A Paris, une bien timide mobilisation
Au fronton de l’Hôtel de Ville de la capitale, un panneau proclame que « Paris s’engage pour la liberté de tous les otages dans le monde ». Cette pétition de principe est venue prendre la place du portrait d’Ingrid Betancourt, décroché peu après sa libération. Le maire Bertrand Delanoë a bien appelé à plusieurs reprises à la libération de Gilad Shalit. Mais la photo du Franco-Israélien ne remplacera pas celle de la Franco-Colombienne. Pierre Schapira, adjoint au maire chargé des relations internationales, veut apaiser les esprits chagrins qui y verraient deux poids, deux mesures. « La Ville ne veut pas se substituer à la politique internationale de la France, indique-t-il.
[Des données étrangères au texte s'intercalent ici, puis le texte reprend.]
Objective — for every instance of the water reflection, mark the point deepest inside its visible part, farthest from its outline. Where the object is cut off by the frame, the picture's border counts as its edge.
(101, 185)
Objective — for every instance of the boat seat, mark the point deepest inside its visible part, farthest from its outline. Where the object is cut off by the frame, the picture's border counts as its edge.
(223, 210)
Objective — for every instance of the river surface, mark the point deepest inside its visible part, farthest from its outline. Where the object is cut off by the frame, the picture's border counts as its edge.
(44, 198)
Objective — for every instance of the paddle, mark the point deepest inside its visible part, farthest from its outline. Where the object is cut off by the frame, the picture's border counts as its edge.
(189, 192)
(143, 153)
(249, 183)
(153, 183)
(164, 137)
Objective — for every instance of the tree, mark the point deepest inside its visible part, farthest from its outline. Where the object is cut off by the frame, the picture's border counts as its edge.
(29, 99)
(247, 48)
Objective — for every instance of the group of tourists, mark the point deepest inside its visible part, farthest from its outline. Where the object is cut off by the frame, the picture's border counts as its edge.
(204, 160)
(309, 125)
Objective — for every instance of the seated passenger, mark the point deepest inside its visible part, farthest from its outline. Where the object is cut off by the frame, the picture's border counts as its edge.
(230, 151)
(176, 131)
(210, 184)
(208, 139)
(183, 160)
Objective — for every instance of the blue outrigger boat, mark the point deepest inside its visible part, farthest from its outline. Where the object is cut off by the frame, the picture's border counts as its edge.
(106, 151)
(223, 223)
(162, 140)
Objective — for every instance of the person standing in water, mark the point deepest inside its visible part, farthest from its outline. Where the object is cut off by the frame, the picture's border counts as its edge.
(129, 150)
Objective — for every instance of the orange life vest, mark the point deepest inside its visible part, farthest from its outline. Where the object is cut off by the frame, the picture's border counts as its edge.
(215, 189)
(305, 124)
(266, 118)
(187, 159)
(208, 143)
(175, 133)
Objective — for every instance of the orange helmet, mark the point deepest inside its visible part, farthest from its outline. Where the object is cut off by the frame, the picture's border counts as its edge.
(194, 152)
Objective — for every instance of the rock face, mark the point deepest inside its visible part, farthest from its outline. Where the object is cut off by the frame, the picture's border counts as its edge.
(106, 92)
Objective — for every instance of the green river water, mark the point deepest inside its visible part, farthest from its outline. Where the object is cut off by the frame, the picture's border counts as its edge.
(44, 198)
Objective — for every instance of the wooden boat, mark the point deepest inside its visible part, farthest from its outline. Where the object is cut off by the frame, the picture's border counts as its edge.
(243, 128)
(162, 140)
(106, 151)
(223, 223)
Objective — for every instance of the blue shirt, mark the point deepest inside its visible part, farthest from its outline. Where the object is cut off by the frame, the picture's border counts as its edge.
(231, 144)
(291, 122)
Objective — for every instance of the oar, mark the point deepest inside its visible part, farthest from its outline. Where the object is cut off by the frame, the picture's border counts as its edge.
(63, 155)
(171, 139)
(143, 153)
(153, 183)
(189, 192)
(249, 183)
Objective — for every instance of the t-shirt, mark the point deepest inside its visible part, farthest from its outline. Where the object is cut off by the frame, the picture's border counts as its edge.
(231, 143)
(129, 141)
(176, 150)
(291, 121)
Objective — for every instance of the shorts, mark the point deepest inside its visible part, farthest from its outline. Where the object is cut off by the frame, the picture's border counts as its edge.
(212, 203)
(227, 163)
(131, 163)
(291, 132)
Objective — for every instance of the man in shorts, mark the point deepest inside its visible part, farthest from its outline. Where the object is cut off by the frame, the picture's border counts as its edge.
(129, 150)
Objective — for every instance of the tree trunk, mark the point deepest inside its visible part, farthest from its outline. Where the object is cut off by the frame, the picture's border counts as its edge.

Mais Paris et son maire sont prêts à tout faire pour aider, et rappeler au grand public le sort fait à Gilad Shalit. » L’élu tient d’ailleurs à préciser que l’image du jeune Français a bien été placardée par les services de la municipalité… dans les jardins de Bercy, dans le XIIe arrondissement. Pas d’ostracisme donc, puisque « la photo d’Aung San Suu Kyi est accrochée place de la République ». Légère différence, l’opposante birmane n’a pas, encore, la nationalité française. La Ville reste donc ferme sur les principes. Pour preuve, Pierre Schapira souligne que « le portrait de Gilad est remplacé à chaque fois qu’il est dégradé ou souillé »…
Ingrid à la rescousse
Le principal soutien, total et dénué d’ambiguïté, à Gilad Shalit émane du comité Agir avec Ingrid Betancourt. L’ex-otage des Farc a cité à plusieurs reprises le nom du jeune Français lors d’un concert célébrant sa propre libération, le 20 juillet dernier à Paris. Le comité promet de mettre en œuvre son expérience et ses réseaux afin que Shalit « ne soit pas oublié ». La qualité de militaire de Shalit lors de sa capture serait-elle un des obstacles à l’expression d’une mobilisation plus franche en sa faveur ? Le comité Betancourt balaie l’argument : « Avant d’être une affaire politique, il s’agit d’une affaire humanitaire. Lorsque nous réclamions la libération d’Ingrid – qu’à l’époque tout le monde soutenait –, nous demandions aussi celle de militaires de l’armée colombienne otages des Farc. Il ne s’agit donc pas d’une question de civil ou militaire, mais d’un homme ou d’une femme privé de liberté. » Reste qu’il en est des « justes causes » comme des conflits : certaines semblent parfois plus aisément défendables que d’autres.